O aumento da procura interna vai continuar a puxar pelo crescimento da economia nacional, mas Bruxelas está menos otimista do que o Governo nas projeções que aponta para este ano e para 2026. A Comissão Europeia prevê um crescimento de 1,9% em 2025 e de 2,2% em 2026, revendo assim em alta a estimativa para este ano e mantendo a projeção do próximo, mas aquém das estimativas apontadas pelo Executivo liderado por Luís Montenegro, que aponta para um crescimento de 2% este ano e de 2,3% no próximo.

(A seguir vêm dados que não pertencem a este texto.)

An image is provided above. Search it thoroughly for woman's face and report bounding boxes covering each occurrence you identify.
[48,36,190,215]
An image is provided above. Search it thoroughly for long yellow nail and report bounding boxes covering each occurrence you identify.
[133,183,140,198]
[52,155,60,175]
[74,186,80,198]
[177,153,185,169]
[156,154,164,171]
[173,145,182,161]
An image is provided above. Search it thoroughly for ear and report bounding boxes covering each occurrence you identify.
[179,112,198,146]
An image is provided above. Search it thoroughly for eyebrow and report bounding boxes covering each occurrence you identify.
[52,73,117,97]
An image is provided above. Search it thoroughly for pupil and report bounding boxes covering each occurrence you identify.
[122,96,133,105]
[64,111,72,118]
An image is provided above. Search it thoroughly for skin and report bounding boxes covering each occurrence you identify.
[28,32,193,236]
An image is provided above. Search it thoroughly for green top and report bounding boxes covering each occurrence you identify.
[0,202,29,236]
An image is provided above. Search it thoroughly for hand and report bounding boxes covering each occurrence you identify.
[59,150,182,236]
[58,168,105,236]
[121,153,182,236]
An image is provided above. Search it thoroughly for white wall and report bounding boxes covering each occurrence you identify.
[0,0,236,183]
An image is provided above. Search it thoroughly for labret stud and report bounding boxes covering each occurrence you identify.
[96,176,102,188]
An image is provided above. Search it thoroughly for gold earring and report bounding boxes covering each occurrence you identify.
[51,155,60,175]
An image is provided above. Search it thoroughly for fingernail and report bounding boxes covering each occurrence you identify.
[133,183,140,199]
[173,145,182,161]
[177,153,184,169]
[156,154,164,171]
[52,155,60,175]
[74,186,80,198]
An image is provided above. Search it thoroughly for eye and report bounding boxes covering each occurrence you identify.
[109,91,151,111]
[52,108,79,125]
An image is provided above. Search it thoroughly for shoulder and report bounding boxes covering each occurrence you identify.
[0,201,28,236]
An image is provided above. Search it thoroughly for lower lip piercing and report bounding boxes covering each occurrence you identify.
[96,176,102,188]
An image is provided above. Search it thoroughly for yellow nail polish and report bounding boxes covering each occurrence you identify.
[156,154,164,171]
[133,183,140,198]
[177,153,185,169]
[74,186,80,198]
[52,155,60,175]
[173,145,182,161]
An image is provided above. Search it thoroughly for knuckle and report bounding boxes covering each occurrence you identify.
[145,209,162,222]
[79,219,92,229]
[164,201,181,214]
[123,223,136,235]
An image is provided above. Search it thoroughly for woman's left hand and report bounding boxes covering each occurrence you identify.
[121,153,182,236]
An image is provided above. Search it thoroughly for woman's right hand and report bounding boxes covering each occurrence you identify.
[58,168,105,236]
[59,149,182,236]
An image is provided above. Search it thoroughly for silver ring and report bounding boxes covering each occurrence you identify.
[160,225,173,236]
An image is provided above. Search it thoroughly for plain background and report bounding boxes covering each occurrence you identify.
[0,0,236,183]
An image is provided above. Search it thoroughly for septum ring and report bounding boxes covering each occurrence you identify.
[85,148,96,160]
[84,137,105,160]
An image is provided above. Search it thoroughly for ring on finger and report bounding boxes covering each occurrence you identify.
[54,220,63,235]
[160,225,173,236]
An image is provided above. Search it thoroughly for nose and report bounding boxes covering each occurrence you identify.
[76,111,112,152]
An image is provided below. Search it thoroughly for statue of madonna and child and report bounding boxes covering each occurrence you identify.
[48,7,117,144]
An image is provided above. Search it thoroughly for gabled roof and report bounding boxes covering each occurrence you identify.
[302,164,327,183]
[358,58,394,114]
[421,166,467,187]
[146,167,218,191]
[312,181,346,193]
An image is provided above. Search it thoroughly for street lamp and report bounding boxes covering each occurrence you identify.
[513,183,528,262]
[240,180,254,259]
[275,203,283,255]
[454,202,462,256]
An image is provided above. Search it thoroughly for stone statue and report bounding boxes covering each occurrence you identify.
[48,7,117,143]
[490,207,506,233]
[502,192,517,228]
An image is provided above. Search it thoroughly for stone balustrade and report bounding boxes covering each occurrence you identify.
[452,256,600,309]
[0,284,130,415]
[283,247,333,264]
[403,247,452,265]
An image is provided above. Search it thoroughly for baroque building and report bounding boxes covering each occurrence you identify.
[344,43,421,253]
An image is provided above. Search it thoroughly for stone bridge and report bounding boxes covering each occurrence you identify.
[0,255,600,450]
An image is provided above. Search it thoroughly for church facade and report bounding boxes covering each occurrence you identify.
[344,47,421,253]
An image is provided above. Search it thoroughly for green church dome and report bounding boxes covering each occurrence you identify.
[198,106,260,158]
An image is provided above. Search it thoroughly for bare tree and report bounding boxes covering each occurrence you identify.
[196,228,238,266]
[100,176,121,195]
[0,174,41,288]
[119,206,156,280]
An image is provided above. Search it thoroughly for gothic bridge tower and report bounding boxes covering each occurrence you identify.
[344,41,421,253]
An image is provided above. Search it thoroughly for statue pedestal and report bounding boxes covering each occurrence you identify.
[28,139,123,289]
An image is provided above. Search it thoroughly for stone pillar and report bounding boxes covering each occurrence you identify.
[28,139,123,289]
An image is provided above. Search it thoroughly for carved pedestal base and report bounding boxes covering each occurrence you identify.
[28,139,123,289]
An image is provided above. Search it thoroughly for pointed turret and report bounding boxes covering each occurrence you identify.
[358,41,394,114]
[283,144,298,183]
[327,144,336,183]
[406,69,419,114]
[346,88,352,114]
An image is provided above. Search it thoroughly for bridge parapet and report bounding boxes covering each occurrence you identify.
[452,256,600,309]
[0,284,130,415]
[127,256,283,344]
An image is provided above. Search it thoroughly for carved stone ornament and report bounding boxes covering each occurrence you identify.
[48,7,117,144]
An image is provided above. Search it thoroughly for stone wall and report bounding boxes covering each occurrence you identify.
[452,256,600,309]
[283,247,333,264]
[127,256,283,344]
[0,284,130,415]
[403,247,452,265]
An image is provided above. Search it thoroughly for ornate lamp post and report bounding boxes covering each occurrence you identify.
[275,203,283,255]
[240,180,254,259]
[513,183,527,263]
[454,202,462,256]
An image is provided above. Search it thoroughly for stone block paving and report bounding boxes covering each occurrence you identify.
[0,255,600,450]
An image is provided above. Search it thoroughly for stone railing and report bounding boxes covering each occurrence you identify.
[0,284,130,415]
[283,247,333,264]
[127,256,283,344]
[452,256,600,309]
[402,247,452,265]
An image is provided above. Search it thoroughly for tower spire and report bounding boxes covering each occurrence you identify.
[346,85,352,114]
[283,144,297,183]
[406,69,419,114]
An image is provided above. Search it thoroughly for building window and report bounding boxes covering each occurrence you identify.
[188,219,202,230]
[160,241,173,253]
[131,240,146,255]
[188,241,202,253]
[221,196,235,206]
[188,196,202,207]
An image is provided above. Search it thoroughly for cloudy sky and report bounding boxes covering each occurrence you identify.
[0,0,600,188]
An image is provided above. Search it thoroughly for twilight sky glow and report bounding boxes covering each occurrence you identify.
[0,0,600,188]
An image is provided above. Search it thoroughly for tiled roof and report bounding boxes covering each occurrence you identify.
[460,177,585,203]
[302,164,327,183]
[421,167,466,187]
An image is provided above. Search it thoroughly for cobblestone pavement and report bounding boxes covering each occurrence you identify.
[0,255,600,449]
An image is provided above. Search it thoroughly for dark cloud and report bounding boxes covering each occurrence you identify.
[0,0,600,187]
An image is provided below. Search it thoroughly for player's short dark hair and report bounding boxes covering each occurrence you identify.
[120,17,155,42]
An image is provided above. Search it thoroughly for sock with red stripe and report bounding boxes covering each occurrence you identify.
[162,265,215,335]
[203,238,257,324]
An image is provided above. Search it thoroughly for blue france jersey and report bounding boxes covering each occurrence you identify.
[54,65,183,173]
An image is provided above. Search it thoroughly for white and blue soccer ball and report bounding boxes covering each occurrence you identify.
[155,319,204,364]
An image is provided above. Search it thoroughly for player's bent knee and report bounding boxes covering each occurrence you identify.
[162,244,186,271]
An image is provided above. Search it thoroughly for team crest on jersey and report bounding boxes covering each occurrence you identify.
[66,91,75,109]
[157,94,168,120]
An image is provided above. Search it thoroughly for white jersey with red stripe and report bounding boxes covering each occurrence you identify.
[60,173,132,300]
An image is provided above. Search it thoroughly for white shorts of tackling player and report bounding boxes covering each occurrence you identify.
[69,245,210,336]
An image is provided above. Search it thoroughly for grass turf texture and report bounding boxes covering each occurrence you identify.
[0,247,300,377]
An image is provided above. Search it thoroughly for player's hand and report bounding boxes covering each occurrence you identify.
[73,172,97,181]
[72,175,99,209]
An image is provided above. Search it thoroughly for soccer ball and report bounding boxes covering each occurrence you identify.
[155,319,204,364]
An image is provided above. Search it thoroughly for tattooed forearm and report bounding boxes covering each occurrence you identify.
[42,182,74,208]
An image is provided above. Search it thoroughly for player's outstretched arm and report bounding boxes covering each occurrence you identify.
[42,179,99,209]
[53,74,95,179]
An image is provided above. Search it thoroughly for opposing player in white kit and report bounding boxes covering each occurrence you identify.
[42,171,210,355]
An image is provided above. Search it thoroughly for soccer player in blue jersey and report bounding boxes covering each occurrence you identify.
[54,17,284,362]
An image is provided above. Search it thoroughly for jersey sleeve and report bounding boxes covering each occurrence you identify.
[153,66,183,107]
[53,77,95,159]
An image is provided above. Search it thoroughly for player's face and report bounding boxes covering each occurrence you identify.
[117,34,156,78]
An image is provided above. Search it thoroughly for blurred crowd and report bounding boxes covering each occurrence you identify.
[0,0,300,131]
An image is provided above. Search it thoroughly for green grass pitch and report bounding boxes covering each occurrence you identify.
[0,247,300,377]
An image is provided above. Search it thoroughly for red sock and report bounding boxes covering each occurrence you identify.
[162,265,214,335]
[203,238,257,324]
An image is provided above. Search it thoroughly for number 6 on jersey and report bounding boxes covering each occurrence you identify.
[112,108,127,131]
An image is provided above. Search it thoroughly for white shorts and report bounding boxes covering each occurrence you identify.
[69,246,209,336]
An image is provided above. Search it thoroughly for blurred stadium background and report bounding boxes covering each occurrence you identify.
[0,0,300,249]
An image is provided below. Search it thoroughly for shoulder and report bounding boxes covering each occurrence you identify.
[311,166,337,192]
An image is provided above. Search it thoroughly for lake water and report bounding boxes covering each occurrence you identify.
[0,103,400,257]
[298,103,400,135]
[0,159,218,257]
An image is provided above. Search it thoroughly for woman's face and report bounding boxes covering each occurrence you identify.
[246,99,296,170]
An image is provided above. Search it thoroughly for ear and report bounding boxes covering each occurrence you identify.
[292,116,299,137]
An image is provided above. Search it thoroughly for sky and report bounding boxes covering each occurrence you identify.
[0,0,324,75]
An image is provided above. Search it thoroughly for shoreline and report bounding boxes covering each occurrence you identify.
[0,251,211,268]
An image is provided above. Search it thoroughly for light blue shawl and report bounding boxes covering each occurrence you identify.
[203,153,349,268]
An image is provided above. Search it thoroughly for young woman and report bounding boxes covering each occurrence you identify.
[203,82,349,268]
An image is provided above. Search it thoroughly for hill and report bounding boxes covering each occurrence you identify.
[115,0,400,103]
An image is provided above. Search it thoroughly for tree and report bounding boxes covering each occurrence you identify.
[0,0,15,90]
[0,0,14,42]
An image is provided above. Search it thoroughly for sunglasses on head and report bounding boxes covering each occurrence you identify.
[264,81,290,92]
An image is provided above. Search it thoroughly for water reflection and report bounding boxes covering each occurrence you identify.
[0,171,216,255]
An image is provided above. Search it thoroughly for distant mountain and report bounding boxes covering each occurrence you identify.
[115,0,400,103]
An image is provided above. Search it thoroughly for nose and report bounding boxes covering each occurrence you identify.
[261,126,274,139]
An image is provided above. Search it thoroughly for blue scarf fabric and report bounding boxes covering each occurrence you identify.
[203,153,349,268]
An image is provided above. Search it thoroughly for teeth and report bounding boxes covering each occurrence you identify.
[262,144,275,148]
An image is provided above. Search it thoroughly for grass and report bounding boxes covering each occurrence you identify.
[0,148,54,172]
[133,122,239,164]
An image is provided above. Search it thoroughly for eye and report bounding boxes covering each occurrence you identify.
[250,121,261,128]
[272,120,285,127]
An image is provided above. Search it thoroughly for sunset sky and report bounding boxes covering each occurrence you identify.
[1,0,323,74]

Ao Nascer do SOL, João César das Neves admite que «a situação é muito nebulosa, devido a todos os choques internacionais» e, por isso, acredita que os dois podem ter razão, apesar de reconhecer que «o Governo foi algo otimista no cenário do Orçamento do Estado, pelo que é bastante provável que a Comissão esteja mais perto da verdade».
Já Luís Aguiar-Conraria desvaloriza estas diferenças e diz mesmo que Bruxelas, ao rever o crescimento para 1,9%, está «bastante alinhado com o Governo e acaba por lhe dá razão». E confessa: «Nunca ligo muito às previsões de crescimento e aqui estamos a falar de valores quase iguais que estão na margem de erro, que era o que se devia fazer nestas matérias».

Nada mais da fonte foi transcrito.